Overview

🧬 HCBench Parsers

Welcome to the HCBench Parser Suite — a unified framework for standardizing single-cell copy number alteration (CNA) outputs from multiple tools.

Each parser converts heterogeneous output formats from different algorithms (CHISEL, Alleloscope, CNRein, SEACON, and SIGNALS) into a single consistent format suitable for downstream benchmarking and visualization.

🎯 Common Standardized Outputs

While each tool requires different input files and formats, every parser in this suite is designed to output a canonical directory structure. Depending on the specific methods called, a fully processed output directory will typically contain:

CNA Matrices: haplotype_combined.csv, or split minor.csv, major.csv, and minor_major.csv matrices (regions × cells).

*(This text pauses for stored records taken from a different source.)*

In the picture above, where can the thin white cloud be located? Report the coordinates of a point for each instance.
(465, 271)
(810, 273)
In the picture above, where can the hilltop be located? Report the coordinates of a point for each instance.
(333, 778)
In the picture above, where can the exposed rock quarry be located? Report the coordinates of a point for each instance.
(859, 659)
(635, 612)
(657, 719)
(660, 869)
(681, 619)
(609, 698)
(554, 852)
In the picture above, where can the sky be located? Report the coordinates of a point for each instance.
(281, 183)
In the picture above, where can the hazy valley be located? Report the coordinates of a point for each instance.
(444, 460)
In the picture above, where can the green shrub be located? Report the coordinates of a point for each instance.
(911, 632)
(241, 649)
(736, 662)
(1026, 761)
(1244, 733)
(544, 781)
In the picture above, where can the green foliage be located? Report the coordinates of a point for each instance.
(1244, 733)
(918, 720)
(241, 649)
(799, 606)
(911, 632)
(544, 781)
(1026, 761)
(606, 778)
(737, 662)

Cluster Mapping: clusters.csv containing standardized cell_id and clone_id columns.

Bin Counts / RDR: bin_counts.csv or bin_rdr.csv formatted as a wide matrix of regions by cells.

Sparse VAF Matrices: A VAF/ directory containing standard Matrix Market (.mtx) files for Allelic Depth (AD) and Read Depth (DP).

📖 Parsers Overview

Parser	Main Input	Additional Inputs	Format Types	Supported Outputs
CHISEL	`calls.tsv`	`mapping.tsv`, VAF table	Tab-delimited text	CNA Matrix, Clusters, Bin Counts, Sparse VAF
Alleloscope	`.rds` files	`clusters.csv`, raw counts TSV, cellSNP directory	R serialized data, TSV, CSV	CNA Matrix, Clusters, Bin Counts, Sparse VAF
CNRein	`CNReinPrediction.csv`	`.npz` arrays, split VCF files	CSV, NPZ, VCF	CNA Matrix, Bin RDR, Sparse VAF
SEACON	`calls.tsv`	`counts.tsv`, `vaf.tsv`	Tab-delimited text	Split CNA Matrices, Bin Counts, Sparse VAF
SIGNALS	`hscn.rds` (exported to `.tsv`)	cluster file, bin counts, VAF table	Tab-delimited text / CSV	CNA Matrix, Clusters, Bin Counts, Sparse VAF

All parsers generate outputs in the same canonical structure, making it possible to directly compare results across tools in the HCBench benchmarking pipeline.